Published: 01 Jan 2023, Last Modified: 04 Oct 2023PAKDD (3) 2023Readers: Everyone
Abstract: In session-based recommendations, to capture user interests, traditional studies often directly embed item sequences. Recent efforts explore converting a session into a graph and applying graph neural networks to learn representations of user interests. They rely on predefined principles to create edges, e.g., co-occurrence of item pairs in the sequence. However, in practice, user interests are more complicated and diverse than manually predefined principles.
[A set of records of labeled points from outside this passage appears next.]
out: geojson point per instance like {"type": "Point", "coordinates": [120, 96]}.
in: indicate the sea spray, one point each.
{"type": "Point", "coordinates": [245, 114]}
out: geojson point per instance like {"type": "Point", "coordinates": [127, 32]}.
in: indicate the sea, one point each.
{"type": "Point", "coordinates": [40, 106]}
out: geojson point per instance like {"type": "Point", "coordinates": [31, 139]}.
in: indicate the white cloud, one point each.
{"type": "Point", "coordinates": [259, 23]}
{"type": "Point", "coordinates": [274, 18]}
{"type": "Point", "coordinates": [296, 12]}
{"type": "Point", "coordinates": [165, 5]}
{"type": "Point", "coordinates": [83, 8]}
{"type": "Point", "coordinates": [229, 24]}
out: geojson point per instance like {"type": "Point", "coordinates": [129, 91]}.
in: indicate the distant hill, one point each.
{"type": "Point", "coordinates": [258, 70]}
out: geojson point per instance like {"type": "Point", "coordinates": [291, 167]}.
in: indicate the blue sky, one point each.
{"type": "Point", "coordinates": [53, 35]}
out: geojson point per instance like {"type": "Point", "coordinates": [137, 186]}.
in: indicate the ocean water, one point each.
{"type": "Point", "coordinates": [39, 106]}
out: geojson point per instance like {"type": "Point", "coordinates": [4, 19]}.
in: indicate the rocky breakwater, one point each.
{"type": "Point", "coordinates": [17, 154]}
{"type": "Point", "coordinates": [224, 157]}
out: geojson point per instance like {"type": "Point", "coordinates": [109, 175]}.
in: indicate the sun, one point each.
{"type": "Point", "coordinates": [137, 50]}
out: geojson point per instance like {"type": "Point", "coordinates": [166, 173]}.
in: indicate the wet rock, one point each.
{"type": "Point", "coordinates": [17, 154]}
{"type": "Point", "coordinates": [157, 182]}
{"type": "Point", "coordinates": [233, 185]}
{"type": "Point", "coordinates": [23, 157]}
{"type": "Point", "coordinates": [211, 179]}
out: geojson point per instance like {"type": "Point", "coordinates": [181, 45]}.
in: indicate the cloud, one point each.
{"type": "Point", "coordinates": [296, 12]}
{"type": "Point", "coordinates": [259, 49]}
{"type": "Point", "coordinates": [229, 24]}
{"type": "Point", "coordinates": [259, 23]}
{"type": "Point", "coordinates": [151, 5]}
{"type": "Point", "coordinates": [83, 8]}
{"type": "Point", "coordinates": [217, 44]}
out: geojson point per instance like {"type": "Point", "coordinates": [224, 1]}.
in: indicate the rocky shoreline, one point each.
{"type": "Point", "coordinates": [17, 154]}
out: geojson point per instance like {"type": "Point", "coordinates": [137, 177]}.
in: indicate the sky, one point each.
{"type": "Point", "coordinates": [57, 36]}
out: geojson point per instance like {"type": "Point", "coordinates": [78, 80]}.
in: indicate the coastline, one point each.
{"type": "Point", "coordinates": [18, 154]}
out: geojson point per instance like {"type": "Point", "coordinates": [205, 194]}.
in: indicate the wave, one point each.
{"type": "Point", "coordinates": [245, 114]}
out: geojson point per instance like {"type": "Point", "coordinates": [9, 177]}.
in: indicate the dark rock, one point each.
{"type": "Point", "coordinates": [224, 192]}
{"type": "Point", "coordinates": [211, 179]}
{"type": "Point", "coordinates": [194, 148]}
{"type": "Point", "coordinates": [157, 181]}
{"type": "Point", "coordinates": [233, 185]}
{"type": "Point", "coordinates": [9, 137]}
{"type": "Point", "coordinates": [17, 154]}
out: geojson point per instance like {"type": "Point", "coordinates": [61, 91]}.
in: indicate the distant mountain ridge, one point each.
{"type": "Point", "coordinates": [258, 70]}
Adjacent items in the sequences may not be related to the same interest, while items far away from each other could be related in some scenarios. For example, at the end of shopping, the user remembers to purchase items associated with the one purchased at the beginning. While using predefined rules may undermine the quality of the session graph, it is challenging to learn a reasonable one that is in line with the user interest. Sessions are diverse in length, the total number of interests, etc. Signals for supervision are not available to support graph construction. To this end, we explore coupling the session graph construction with user-interest learning, and propose a novel framework - PIGR. It recognizes items with similar representations learned based on sequential behavior and preserves their interactions. Related items reside in the same induced subgraph and are clustered into one interest. A unified session-level vector is retrieved from the different granularity of interests to guide the next-item recommendation. Empirical experiments on real-world datasets demonstrate that PIGR significantly outperforms state-of-the-art baselines.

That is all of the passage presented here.